I love this but I’m not sure I understand or agree. Surely we all disguise our experiences, at least in fiction, by substituting one specific detail for another. Surely readers can’t read our minds and understand that this particular symbol or emblem is a false one. It seems to me that including true details (like the names of real people we’ve known) serves only a private purpose, a magical purpose.

On an unrelated note, Mulrooney removes Borges’ comma from that last sentence. I wonder why?

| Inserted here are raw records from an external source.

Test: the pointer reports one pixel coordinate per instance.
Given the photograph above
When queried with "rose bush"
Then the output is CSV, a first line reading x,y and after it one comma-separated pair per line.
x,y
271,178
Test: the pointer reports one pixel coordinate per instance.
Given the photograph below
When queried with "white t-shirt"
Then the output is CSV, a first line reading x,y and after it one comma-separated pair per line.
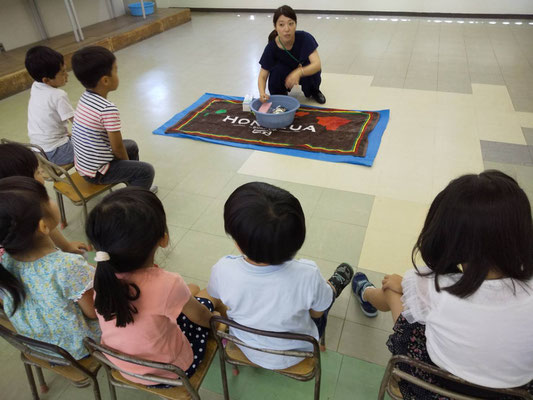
x,y
486,338
272,298
49,110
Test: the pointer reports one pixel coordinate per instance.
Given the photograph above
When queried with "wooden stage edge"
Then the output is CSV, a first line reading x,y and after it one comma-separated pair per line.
x,y
113,34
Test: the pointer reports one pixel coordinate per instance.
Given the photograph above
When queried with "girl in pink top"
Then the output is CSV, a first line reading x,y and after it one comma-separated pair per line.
x,y
143,310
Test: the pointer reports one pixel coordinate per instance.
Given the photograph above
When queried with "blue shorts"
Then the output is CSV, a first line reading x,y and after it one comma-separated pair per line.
x,y
62,155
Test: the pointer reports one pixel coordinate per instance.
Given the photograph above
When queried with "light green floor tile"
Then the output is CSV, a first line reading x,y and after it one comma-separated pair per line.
x,y
333,241
351,208
358,380
365,343
256,384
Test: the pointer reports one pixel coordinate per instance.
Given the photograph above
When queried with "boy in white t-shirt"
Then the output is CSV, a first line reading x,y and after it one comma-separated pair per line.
x,y
266,288
49,109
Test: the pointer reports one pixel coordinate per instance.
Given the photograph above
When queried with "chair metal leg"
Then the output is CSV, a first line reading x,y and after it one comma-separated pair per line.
x,y
223,374
61,209
112,391
96,389
31,381
44,387
317,385
84,213
323,341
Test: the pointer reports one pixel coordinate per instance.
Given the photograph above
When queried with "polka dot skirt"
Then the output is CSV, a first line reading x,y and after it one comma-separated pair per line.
x,y
196,335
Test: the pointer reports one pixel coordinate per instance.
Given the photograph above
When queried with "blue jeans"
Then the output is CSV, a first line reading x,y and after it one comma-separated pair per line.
x,y
132,172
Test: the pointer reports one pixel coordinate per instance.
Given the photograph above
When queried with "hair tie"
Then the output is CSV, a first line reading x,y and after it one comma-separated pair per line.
x,y
102,256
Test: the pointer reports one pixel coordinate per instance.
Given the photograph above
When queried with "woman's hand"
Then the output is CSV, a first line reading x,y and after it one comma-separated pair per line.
x,y
392,282
293,79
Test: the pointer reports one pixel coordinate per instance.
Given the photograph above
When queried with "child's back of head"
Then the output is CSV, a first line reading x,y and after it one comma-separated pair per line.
x,y
266,222
22,206
43,62
482,222
126,228
92,63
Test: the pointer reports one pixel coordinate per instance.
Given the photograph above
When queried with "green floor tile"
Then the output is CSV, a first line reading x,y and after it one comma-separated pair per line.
x,y
258,384
358,380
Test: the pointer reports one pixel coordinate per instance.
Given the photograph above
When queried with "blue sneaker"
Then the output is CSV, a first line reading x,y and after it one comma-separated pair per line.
x,y
359,283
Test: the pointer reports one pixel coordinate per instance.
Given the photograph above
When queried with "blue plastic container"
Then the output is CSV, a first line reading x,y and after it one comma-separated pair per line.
x,y
276,121
136,9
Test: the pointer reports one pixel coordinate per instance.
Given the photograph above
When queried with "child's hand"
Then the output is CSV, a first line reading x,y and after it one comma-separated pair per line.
x,y
77,247
392,282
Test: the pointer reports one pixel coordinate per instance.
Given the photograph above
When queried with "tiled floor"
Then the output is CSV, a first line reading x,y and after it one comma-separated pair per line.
x,y
461,99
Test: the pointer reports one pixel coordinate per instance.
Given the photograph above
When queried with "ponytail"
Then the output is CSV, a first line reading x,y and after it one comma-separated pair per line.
x,y
113,295
22,206
126,226
12,286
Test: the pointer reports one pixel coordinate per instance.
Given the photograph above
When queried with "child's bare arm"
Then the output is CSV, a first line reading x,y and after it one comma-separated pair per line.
x,y
197,313
66,246
117,145
86,303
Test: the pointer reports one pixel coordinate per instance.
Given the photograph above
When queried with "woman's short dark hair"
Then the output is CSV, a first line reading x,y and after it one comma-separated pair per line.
x,y
91,63
127,224
21,208
286,11
266,222
43,62
17,160
482,222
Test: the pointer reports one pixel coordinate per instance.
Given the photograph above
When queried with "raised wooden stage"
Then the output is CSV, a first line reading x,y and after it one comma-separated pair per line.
x,y
114,34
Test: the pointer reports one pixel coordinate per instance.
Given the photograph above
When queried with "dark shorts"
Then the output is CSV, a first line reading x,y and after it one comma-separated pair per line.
x,y
197,336
410,340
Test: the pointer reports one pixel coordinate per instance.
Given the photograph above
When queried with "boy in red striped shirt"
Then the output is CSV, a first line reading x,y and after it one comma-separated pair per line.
x,y
101,156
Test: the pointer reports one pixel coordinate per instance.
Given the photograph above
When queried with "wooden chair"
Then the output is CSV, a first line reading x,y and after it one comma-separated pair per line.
x,y
185,388
73,186
36,149
306,370
393,374
81,373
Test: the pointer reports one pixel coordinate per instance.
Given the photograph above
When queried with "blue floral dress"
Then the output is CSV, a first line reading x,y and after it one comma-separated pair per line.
x,y
53,284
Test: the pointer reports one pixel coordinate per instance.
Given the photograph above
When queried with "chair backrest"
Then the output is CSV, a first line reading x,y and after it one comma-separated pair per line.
x,y
33,147
41,350
219,335
41,155
100,351
394,373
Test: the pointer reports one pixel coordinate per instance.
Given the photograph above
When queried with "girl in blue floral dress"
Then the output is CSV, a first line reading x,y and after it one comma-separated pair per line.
x,y
47,294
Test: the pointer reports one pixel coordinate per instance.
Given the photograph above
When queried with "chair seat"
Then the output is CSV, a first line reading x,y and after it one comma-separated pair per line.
x,y
70,373
87,189
178,392
303,368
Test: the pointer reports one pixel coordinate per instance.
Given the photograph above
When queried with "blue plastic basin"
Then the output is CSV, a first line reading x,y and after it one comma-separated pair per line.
x,y
276,121
136,9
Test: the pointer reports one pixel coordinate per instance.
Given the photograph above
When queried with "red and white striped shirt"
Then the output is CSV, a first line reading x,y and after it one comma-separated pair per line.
x,y
94,118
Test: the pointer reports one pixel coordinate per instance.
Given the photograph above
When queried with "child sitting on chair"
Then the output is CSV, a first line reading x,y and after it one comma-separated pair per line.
x,y
144,311
17,160
266,288
47,294
49,109
102,156
469,310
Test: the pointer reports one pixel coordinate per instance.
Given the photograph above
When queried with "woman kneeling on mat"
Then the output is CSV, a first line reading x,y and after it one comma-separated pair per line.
x,y
289,59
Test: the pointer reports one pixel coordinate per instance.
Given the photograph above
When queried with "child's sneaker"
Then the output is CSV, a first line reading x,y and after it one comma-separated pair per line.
x,y
359,284
341,277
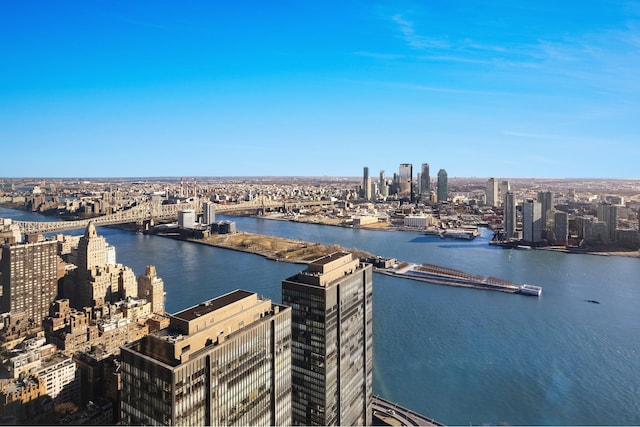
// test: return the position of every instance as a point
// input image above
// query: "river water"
(460, 356)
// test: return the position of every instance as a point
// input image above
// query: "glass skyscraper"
(332, 341)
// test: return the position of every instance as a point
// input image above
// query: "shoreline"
(318, 250)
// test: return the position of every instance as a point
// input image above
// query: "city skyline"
(534, 89)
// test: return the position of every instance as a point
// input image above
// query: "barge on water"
(447, 276)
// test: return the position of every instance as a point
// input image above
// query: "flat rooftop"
(212, 305)
(329, 258)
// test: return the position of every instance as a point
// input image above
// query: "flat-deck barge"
(448, 276)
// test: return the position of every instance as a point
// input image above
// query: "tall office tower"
(208, 213)
(492, 192)
(366, 184)
(98, 280)
(425, 181)
(405, 180)
(532, 221)
(509, 217)
(186, 218)
(226, 361)
(332, 348)
(503, 188)
(384, 188)
(91, 251)
(151, 288)
(443, 190)
(28, 274)
(546, 200)
(561, 227)
(608, 213)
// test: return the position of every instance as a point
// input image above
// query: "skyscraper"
(532, 221)
(561, 227)
(208, 213)
(405, 182)
(28, 275)
(226, 361)
(608, 213)
(425, 181)
(503, 188)
(546, 200)
(151, 288)
(384, 188)
(366, 184)
(492, 192)
(509, 219)
(332, 341)
(443, 190)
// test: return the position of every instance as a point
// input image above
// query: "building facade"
(425, 181)
(226, 361)
(332, 348)
(29, 279)
(405, 181)
(443, 186)
(492, 192)
(509, 217)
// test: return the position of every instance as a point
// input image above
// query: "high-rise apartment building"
(91, 251)
(332, 341)
(98, 278)
(425, 181)
(509, 217)
(546, 200)
(532, 221)
(383, 187)
(608, 213)
(503, 188)
(443, 189)
(226, 361)
(561, 227)
(366, 184)
(405, 181)
(492, 193)
(208, 213)
(28, 275)
(151, 288)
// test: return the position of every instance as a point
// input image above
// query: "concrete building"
(208, 213)
(561, 227)
(443, 186)
(608, 213)
(151, 288)
(532, 221)
(503, 188)
(366, 184)
(492, 195)
(29, 278)
(510, 216)
(546, 201)
(186, 218)
(425, 181)
(332, 348)
(226, 361)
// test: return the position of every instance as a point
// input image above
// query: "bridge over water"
(155, 211)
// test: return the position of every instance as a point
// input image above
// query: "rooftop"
(212, 305)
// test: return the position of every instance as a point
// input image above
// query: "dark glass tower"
(332, 341)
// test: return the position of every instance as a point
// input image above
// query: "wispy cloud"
(413, 39)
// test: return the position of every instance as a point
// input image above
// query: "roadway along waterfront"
(457, 355)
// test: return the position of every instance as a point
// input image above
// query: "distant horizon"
(502, 89)
(189, 179)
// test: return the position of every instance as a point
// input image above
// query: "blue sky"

Perhaps the Spanish original has a flat or abrupt or emphatic tone that’s best captured in English by eliminating the pause.

Haha yes this

“I don’t believe in craft in the abstract—each individual novel is its own rule book, training ground, factory, and independent republic.”

—Zadie Smith (x)

Do characters need to change?

“What most interests me is surprise, discovering a capacity for something—tenderness, violence, duplicity, hope—within a character that I didn’t expect to find. For me, this is profoundly different and infinitely more compelling than a character who ‘changes.’ I’m not one of these folks who believe that stories are always about change or that there needs to be a Joycean epiphany three-quarters through a short story. In fact, such rigidness smacks a little of hogwash to me. So often the so-called changes in characters feel manufactured, crowbarred into the plot.

“When the ‘change’ feels beautiful and natural and, to invoke the workshop term, ‘earned,’ I think it’s because the character has confirmed what we’ve hoped or suspected all along. Maybe the character hasn’t changed at all, but rather has finally been put in a situation where her truest self can be revealed.”